Monday, January 20, 2014

Magnificent Proportions

One of the most powerful things that art can do is to blur the boundary between reality and perceived truth. This is one reason that I struggle to enjoy flat representation; too often, a painting strikes me as a simple representation of virtuosity instead of something that applies to - something that changes - the human experience.

Four days ago, I noticed this article on the Boston Globe site. I didn't read it because I was at work and thus engaged with multiple conflicting other demands, all roughly related to the myriad and inscrutable demands of the parents of four-year-olds. But I made a mental note to see the exhibition.

Because we are engaged in a hectic race to find a new home, my girlfriend and I rarely get a chance to breathe, much less sit in a two-hour line for a ten minute experience. But as luck would have it, we got our chance on Sunday.

Our real estate broker, who had been so kind as to show us apartments preferable by shades to certain cardboard boxes, finally asked us to stop wasting their time and look elsewhere. It was a low moment that came when we realized that the initial fees alone (equivalent of 1600 loaves of bread, 760 large mochas, or 4.8 years of comic book Wednesdays,) equalled too much. The look on the broker's face was a mix of disgust, anger, and confusion. Where do people like this get off? it seemed to say. How do they think they deserve all of this? Or any of this? Ugh, I hope they leave soon, the urchins.

So we left, emotionally drained, defeated, and desaturated. The car, which has made strange noises since I drove it to Philadelphia in December, complained and groaned at the extra weight of our slumped shoulders, our heavy heads, our hearts.

There is one thing that any Salemite can do to feel wealthy: go to the Peabody Essex Museum. Admission to this world-class institution is completely free to residents of the city. You could go every day, and as long as you had an ID listing your residence as Salem, you would be greeted as an honored guest. Otherwise, tickets cost 9 loaves of bread per person.

It makes you feel special.

We were given pink collar clips and politely informed that the line was long. We settled in to wait - it seemed appropriate. Around us flocked people who would probably have passed the real estate broker's exacting standards, all wrapped in giant charcoal pea coats and adorned with hairstyles indicative of lifestyles. They chatted with us easily, and we with them. The broker's distorted ideas about the relative value of humanity meant nothing here. We were all lucky. We were all about to see something amazing.

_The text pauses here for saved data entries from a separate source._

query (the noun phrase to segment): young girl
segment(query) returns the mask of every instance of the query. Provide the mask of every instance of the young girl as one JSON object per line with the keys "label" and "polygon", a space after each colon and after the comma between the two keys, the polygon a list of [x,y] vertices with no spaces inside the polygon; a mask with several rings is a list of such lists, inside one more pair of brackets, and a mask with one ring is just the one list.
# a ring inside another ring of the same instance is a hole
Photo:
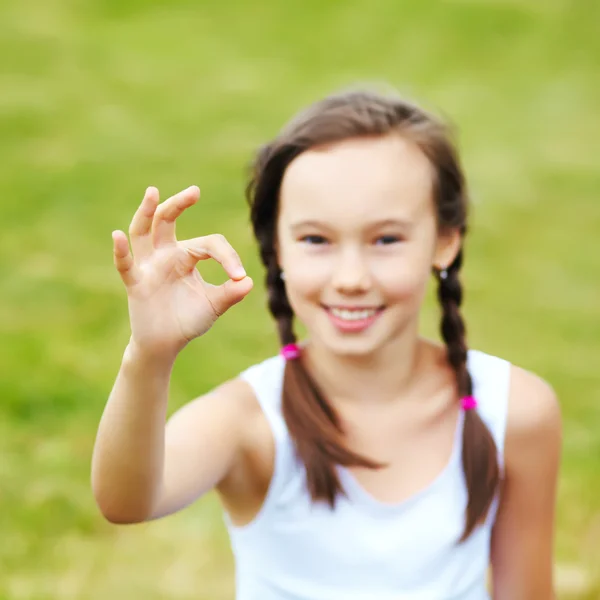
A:
{"label": "young girl", "polygon": [[[222,236],[176,239],[199,193],[159,204],[149,188],[133,257],[113,234],[131,338],[93,457],[106,519],[157,519],[215,488],[238,600],[483,600],[490,564],[495,600],[554,598],[558,403],[467,347],[467,192],[445,127],[351,92],[262,148],[248,197],[282,351],[165,428],[178,353],[252,288]],[[223,285],[196,270],[208,258]],[[445,345],[419,336],[432,273]]]}

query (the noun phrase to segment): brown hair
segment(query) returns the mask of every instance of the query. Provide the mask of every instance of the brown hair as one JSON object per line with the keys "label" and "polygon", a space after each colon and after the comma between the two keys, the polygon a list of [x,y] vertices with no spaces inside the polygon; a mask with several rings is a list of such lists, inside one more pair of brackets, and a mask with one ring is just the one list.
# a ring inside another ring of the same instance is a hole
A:
{"label": "brown hair", "polygon": [[[294,343],[294,313],[281,278],[275,252],[276,222],[281,181],[288,165],[309,148],[357,138],[398,133],[414,141],[434,170],[434,200],[438,228],[467,231],[467,193],[457,151],[445,125],[438,119],[394,96],[351,91],[321,100],[293,119],[255,159],[247,198],[254,234],[266,267],[269,309],[282,345]],[[448,362],[456,374],[460,397],[472,393],[467,370],[465,326],[460,313],[462,286],[459,271],[463,250],[445,270],[435,274],[442,308],[441,333]],[[288,361],[283,383],[283,415],[298,456],[307,473],[313,500],[332,507],[344,493],[336,465],[378,468],[382,465],[349,450],[333,407],[319,391],[301,360]],[[458,399],[457,399],[458,401]],[[497,449],[488,428],[475,410],[465,414],[463,470],[469,499],[462,540],[481,523],[499,485]]]}

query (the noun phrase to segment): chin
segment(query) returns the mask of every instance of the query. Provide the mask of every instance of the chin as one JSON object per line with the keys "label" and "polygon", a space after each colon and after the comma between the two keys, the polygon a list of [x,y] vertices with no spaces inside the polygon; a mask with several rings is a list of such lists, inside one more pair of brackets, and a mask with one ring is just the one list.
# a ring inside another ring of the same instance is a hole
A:
{"label": "chin", "polygon": [[[377,353],[389,342],[388,336],[382,336],[381,331],[369,331],[358,334],[340,334],[337,331],[324,331],[315,335],[319,344],[332,354],[344,357],[368,357]],[[378,335],[379,334],[379,335]]]}

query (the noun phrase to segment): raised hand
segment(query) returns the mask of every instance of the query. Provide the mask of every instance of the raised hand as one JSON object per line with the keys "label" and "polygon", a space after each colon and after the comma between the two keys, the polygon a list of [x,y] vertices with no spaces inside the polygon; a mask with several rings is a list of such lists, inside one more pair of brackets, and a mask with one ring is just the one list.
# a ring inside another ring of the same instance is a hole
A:
{"label": "raised hand", "polygon": [[[131,341],[150,353],[177,353],[201,336],[227,309],[252,289],[242,262],[219,234],[178,241],[175,221],[195,204],[192,186],[159,204],[149,187],[127,235],[113,232],[114,262],[127,290]],[[213,258],[229,276],[211,285],[198,272],[198,261]]]}

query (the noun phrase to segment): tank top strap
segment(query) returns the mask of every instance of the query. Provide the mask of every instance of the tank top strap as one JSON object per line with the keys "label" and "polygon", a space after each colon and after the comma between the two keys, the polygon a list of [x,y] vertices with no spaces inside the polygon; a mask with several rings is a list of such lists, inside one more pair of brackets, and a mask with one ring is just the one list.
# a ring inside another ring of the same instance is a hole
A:
{"label": "tank top strap", "polygon": [[285,373],[285,360],[282,356],[273,356],[255,364],[239,375],[248,383],[254,392],[256,400],[269,424],[275,443],[275,459],[273,475],[263,505],[249,525],[236,528],[243,530],[254,528],[262,521],[267,513],[281,502],[283,489],[288,480],[298,471],[298,460],[290,437],[285,419],[282,414],[282,391]]}
{"label": "tank top strap", "polygon": [[276,439],[287,435],[281,412],[284,371],[283,357],[273,356],[240,373],[240,378],[252,388]]}
{"label": "tank top strap", "polygon": [[498,460],[504,468],[511,364],[480,350],[469,350],[467,368],[473,380],[477,410],[496,442]]}

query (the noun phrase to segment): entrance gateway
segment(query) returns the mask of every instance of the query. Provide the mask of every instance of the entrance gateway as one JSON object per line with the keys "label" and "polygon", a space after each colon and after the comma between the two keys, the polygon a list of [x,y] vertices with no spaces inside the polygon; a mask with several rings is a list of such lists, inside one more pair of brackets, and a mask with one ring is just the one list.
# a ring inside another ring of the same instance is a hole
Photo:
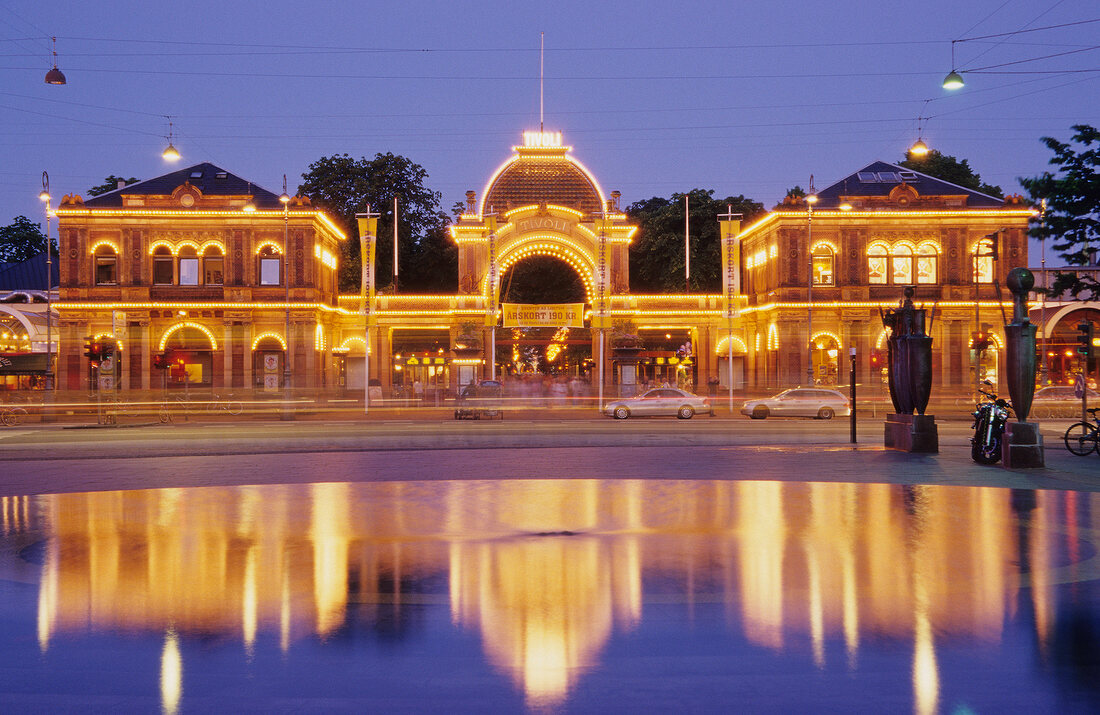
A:
{"label": "entrance gateway", "polygon": [[[504,369],[586,375],[599,353],[598,329],[613,326],[617,296],[628,292],[627,249],[637,227],[627,223],[618,192],[605,197],[560,133],[525,132],[523,146],[513,150],[480,198],[467,192],[466,210],[451,227],[459,290],[482,298],[486,353],[505,350],[497,360]],[[536,257],[575,271],[584,303],[501,306],[502,279]]]}

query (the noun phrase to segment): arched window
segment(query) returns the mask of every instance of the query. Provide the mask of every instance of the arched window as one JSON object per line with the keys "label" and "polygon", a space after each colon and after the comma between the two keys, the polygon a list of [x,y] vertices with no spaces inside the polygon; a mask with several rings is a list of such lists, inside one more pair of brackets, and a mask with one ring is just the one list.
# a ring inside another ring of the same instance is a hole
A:
{"label": "arched window", "polygon": [[970,279],[975,283],[992,283],[993,241],[983,238],[975,243],[970,258],[972,261]]}
{"label": "arched window", "polygon": [[199,254],[191,246],[184,246],[179,252],[180,285],[197,286],[199,284]]}
{"label": "arched window", "polygon": [[814,246],[812,256],[815,286],[835,285],[833,278],[833,249],[824,243]]}
{"label": "arched window", "polygon": [[890,256],[890,281],[894,285],[913,282],[913,249],[905,243],[894,246]]}
{"label": "arched window", "polygon": [[203,285],[220,286],[223,282],[225,269],[225,257],[222,249],[217,246],[207,246],[202,255],[202,282]]}
{"label": "arched window", "polygon": [[95,284],[118,285],[118,256],[113,246],[103,244],[95,249]]}
{"label": "arched window", "polygon": [[922,243],[917,248],[917,283],[935,283],[939,251],[931,243]]}
{"label": "arched window", "polygon": [[867,282],[886,283],[886,246],[875,243],[867,247]]}
{"label": "arched window", "polygon": [[264,246],[260,250],[260,285],[282,285],[283,259],[275,246]]}
{"label": "arched window", "polygon": [[157,246],[153,250],[153,285],[170,286],[175,282],[174,262],[167,246]]}

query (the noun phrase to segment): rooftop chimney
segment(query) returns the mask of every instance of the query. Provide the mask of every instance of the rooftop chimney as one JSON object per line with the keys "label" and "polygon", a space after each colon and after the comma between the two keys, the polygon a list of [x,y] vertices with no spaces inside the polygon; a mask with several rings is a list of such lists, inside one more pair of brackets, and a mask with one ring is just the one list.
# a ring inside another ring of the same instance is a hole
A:
{"label": "rooftop chimney", "polygon": [[476,199],[475,199],[476,196],[477,196],[476,191],[467,191],[466,192],[466,213],[471,213],[472,214],[474,212],[474,203],[476,203]]}

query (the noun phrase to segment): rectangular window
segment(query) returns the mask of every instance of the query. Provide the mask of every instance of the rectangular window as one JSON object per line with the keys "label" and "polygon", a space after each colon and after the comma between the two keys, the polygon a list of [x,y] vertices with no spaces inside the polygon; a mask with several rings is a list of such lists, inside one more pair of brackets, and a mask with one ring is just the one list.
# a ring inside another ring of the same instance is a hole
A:
{"label": "rectangular window", "polygon": [[202,259],[203,285],[220,286],[222,284],[222,267],[224,261],[221,256],[210,256]]}
{"label": "rectangular window", "polygon": [[886,256],[870,256],[867,259],[867,273],[871,283],[885,283]]}
{"label": "rectangular window", "polygon": [[180,285],[197,286],[199,284],[199,259],[180,259]]}
{"label": "rectangular window", "polygon": [[172,257],[153,259],[153,283],[159,286],[172,285]]}
{"label": "rectangular window", "polygon": [[975,256],[975,275],[977,283],[992,283],[993,282],[993,257],[992,256]]}
{"label": "rectangular window", "polygon": [[260,285],[262,286],[277,286],[279,285],[279,274],[282,267],[281,258],[261,258],[260,259]]}
{"label": "rectangular window", "polygon": [[909,256],[894,256],[893,279],[894,285],[908,285],[913,282],[913,259]]}
{"label": "rectangular window", "polygon": [[833,284],[833,257],[814,256],[814,285],[831,286]]}
{"label": "rectangular window", "polygon": [[936,257],[917,256],[917,283],[936,282]]}
{"label": "rectangular window", "polygon": [[118,259],[114,256],[95,259],[95,284],[97,286],[118,284]]}

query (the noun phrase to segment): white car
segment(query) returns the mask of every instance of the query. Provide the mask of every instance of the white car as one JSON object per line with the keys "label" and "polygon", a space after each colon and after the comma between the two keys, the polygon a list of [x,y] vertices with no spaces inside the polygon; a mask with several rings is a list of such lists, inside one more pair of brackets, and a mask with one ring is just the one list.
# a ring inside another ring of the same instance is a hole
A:
{"label": "white car", "polygon": [[696,412],[714,414],[710,400],[676,387],[656,387],[637,397],[612,400],[604,406],[603,411],[608,417],[617,420],[625,420],[631,416],[676,416],[682,420],[690,420]]}
{"label": "white car", "polygon": [[836,390],[823,390],[818,387],[798,387],[784,390],[774,397],[761,400],[749,400],[741,405],[741,414],[754,420],[775,417],[814,417],[819,420],[831,420],[834,415],[847,417],[852,414],[852,405],[848,398]]}

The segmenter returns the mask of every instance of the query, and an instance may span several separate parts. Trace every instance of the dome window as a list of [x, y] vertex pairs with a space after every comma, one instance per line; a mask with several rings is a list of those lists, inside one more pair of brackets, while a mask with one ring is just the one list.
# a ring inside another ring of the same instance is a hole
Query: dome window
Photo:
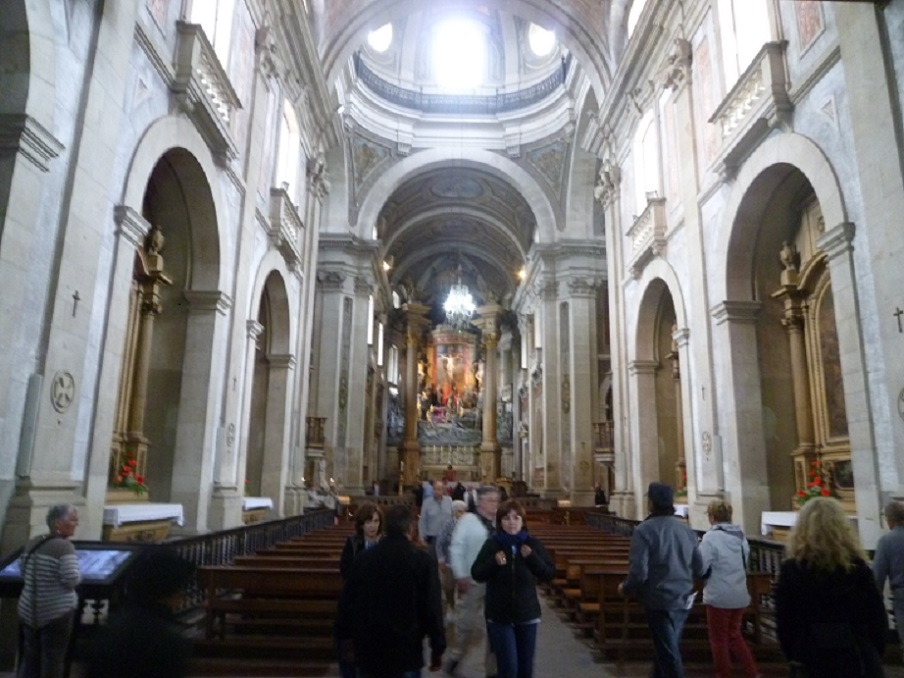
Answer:
[[392, 24], [383, 24], [367, 36], [367, 44], [374, 52], [382, 54], [392, 44]]
[[531, 24], [527, 30], [527, 44], [530, 45], [530, 51], [535, 56], [545, 57], [556, 46], [556, 34], [552, 31], [547, 31], [542, 26]]
[[486, 74], [486, 40], [480, 24], [444, 21], [433, 34], [433, 68], [437, 84], [447, 92], [479, 87]]

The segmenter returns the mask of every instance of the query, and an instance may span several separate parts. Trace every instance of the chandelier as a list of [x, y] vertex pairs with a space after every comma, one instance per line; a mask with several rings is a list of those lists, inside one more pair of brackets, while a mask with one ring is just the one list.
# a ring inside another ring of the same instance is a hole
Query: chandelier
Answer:
[[449, 296], [446, 297], [446, 303], [443, 304], [443, 310], [446, 312], [446, 324], [459, 330], [466, 328], [471, 322], [475, 308], [474, 299], [468, 291], [468, 286], [461, 282], [459, 272], [458, 282], [452, 285]]

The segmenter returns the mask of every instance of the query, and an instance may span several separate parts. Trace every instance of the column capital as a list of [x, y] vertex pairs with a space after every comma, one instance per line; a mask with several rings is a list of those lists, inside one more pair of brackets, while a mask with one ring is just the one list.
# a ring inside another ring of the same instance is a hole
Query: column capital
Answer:
[[291, 370], [295, 367], [295, 356], [291, 353], [268, 353], [267, 363], [271, 368]]
[[189, 304], [189, 313], [216, 311], [220, 315], [232, 308], [232, 299], [220, 290], [185, 290], [185, 300]]
[[676, 328], [672, 331], [672, 341], [675, 342], [675, 346], [678, 348], [687, 346], [690, 336], [691, 331], [687, 327]]
[[257, 320], [248, 320], [245, 322], [245, 333], [251, 341], [257, 341], [263, 331], [264, 326]]
[[151, 223], [128, 205], [114, 207], [113, 220], [117, 237], [125, 239], [132, 247], [141, 247], [151, 230]]
[[753, 324], [759, 317], [763, 304], [759, 301], [723, 301], [709, 309], [716, 325], [724, 323]]
[[639, 374], [655, 374], [659, 367], [656, 360], [632, 360], [628, 363], [628, 374], [632, 377]]

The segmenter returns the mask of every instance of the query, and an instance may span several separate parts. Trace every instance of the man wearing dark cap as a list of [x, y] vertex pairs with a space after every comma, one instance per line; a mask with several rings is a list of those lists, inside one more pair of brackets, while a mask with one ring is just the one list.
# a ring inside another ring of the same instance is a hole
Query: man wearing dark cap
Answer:
[[703, 576], [703, 560], [697, 535], [675, 517], [672, 488], [650, 483], [647, 500], [650, 515], [631, 537], [628, 577], [619, 591], [644, 607], [653, 637], [654, 678], [683, 678], [681, 632], [694, 601], [694, 577]]

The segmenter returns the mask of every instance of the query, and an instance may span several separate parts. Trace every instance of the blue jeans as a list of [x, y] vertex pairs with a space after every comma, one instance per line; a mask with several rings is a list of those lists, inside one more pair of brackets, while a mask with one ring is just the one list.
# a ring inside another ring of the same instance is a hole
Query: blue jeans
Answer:
[[[367, 673], [364, 669], [358, 669], [358, 678], [371, 678], [372, 674]], [[421, 670], [404, 671], [396, 674], [396, 678], [421, 678]]]
[[537, 650], [537, 623], [497, 624], [487, 620], [487, 638], [499, 678], [531, 678]]
[[681, 664], [681, 632], [687, 610], [645, 609], [653, 636], [653, 672], [651, 678], [684, 678]]

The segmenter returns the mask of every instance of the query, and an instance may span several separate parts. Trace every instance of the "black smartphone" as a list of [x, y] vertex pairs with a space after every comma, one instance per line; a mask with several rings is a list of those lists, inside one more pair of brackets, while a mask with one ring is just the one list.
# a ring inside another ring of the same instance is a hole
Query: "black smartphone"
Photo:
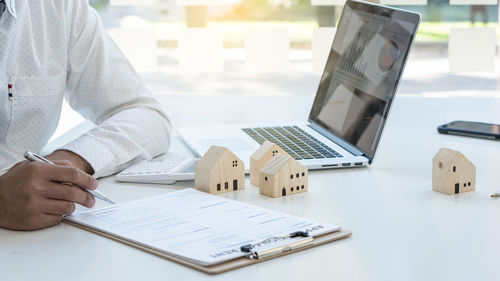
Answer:
[[500, 139], [500, 125], [481, 122], [453, 121], [439, 126], [438, 132], [482, 139]]

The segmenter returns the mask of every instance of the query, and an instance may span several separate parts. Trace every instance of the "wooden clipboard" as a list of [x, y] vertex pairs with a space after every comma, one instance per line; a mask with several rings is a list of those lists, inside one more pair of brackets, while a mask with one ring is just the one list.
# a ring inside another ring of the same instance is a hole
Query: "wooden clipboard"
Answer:
[[227, 262], [224, 262], [224, 263], [221, 263], [221, 264], [212, 265], [212, 266], [201, 266], [201, 265], [198, 265], [198, 264], [195, 264], [195, 263], [192, 263], [192, 262], [180, 259], [178, 257], [171, 256], [171, 255], [159, 252], [159, 251], [157, 251], [155, 249], [148, 248], [146, 246], [143, 246], [143, 245], [140, 245], [140, 244], [137, 244], [137, 243], [132, 243], [132, 242], [130, 242], [128, 240], [125, 240], [125, 239], [122, 239], [122, 238], [110, 235], [108, 233], [104, 233], [104, 232], [99, 231], [97, 229], [93, 229], [93, 228], [90, 228], [90, 227], [87, 227], [87, 226], [75, 223], [73, 221], [65, 220], [64, 222], [67, 223], [67, 224], [70, 224], [72, 226], [81, 228], [83, 230], [86, 230], [86, 231], [89, 231], [89, 232], [92, 232], [92, 233], [95, 233], [95, 234], [98, 234], [98, 235], [101, 235], [101, 236], [104, 236], [106, 238], [109, 238], [109, 239], [118, 241], [120, 243], [123, 243], [123, 244], [125, 244], [127, 246], [134, 247], [136, 249], [145, 251], [147, 253], [156, 255], [158, 257], [167, 259], [169, 261], [176, 262], [178, 264], [185, 265], [187, 267], [199, 270], [199, 271], [207, 273], [207, 274], [219, 274], [219, 273], [228, 272], [228, 271], [231, 271], [231, 270], [234, 270], [234, 269], [237, 269], [237, 268], [249, 266], [249, 265], [256, 264], [256, 263], [261, 263], [261, 262], [264, 262], [264, 261], [267, 261], [267, 260], [270, 260], [270, 259], [274, 259], [274, 258], [277, 258], [277, 257], [290, 255], [290, 254], [293, 254], [293, 253], [296, 253], [296, 252], [300, 252], [300, 251], [307, 250], [307, 249], [310, 249], [310, 248], [314, 248], [314, 247], [317, 247], [317, 246], [320, 246], [320, 245], [331, 243], [333, 241], [340, 240], [340, 239], [343, 239], [343, 238], [346, 238], [346, 237], [349, 237], [349, 236], [352, 235], [352, 232], [350, 230], [342, 228], [341, 230], [336, 231], [336, 232], [332, 232], [332, 233], [328, 233], [328, 234], [324, 234], [324, 235], [321, 235], [321, 236], [314, 237], [313, 242], [311, 244], [308, 244], [308, 245], [304, 246], [304, 247], [301, 247], [301, 248], [298, 248], [298, 249], [294, 249], [294, 250], [291, 250], [291, 251], [288, 251], [288, 252], [280, 253], [280, 254], [274, 255], [272, 257], [267, 257], [267, 258], [262, 258], [262, 259], [250, 259], [250, 258], [242, 257], [242, 258], [237, 258], [237, 259], [234, 259], [234, 260], [231, 260], [231, 261], [227, 261]]

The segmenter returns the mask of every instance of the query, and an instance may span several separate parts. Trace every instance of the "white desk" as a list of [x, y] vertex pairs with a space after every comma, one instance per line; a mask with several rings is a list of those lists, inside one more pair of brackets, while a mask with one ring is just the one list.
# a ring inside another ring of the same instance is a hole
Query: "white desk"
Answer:
[[[312, 97], [162, 96], [178, 126], [303, 119]], [[191, 107], [188, 104], [191, 103]], [[258, 108], [259, 113], [251, 110]], [[455, 119], [500, 123], [500, 99], [396, 100], [374, 164], [314, 171], [310, 191], [285, 198], [224, 196], [353, 230], [351, 238], [208, 276], [72, 226], [0, 230], [1, 280], [500, 280], [500, 142], [439, 135]], [[431, 191], [431, 159], [442, 146], [477, 166], [477, 191]], [[173, 149], [188, 153], [178, 139]], [[118, 202], [182, 189], [101, 180]]]

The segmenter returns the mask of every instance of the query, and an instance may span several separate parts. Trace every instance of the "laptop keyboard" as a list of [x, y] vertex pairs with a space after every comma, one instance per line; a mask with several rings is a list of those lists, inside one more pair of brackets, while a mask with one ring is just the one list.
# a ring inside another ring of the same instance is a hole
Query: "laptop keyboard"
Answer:
[[283, 148], [296, 160], [343, 157], [298, 126], [242, 129], [259, 144], [268, 140]]

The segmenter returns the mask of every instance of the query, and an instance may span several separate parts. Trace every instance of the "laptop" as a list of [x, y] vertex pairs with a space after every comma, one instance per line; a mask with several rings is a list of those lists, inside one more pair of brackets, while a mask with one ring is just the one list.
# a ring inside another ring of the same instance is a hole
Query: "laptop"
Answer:
[[247, 168], [265, 140], [309, 169], [369, 165], [419, 22], [418, 13], [347, 1], [307, 121], [181, 128], [179, 134], [198, 156], [219, 145]]

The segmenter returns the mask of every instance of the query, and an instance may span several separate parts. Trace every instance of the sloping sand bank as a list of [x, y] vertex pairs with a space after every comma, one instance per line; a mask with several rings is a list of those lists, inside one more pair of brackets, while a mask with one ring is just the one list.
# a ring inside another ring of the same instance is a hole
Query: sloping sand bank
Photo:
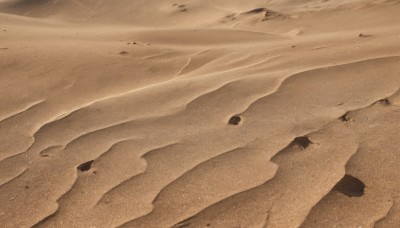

Suddenly, we were close. The giant glass doors ahead offered a limited view of the interior of the exhibit. Things flitted. Something moved. Humans stood gaping at things invisible from our point of view. They looked nothing like people in a train. A docent was looking us all over when the head of the family before us suddenly spoke up: "There's only two of them." They pushed us forward. We entered.

Beyond the glass doors, beyond a chubby, well-dressed security guard in a vestibule, beyond a heavy silver curtain of hanging chain links, was a space.

It is hard to think of the exhibit as a room. The walls seem completely irrelevant. Feet stay to the neutral linoleum path by nature. Around it, a sea of very coarse, gravelly sand allows no dust to rise in the hot, still air. Rushes spring from this sand, but whether they are alive or dead, sleeping plant people or dry plant bones, is impossible for me to determine. The birds take them to use in nests that they have built despite the upscale wicker habitats hanging from the ceiling...and the guitars eager for the rake of the birds' tiny, undeniable talons.

The birds land on the guitars in fifths. Tones reverberate through amplifiers in asynchronous harmony, counterpointed by the sweet vocalizations and the beat of the wings of the flocks of their creators. Some of the humans are so shy around the birds that they jump when the tiny creatures come too close. But the music is not to be denied.

I need to spend a week here. I need to know the circadian rhythms and the cycle of feeding and the new chicks learning to fly and land and the teaching of their chicks in time. I'll sleep on the neutral linoleum and smell the sand and head single chords sound randomly in the night, excited cacophony resounding at daybreak, birds courting on the necks of Fenders.

Then, we had to go.

It's impossible to share an experience like that. Years would go into its full understanding. In another age, monasteries would have been built around that exhibit and generations of quiet people would think of nothing else. The sound was the one the human species lost when we started wearing shoes.

We're already talking about going back. It runs into April, though by then, we'll be long gone. Our own rhythms are taking us elsewhere. But maybe we don't need it. My girlfriend turns the pages in her book over the excited tapping of my fingers on the laptop, which emits a very high electric tone. The cats bump and sigh when we move. We talk about the future. The sounds we make for each other reverberate gently through the slow morning.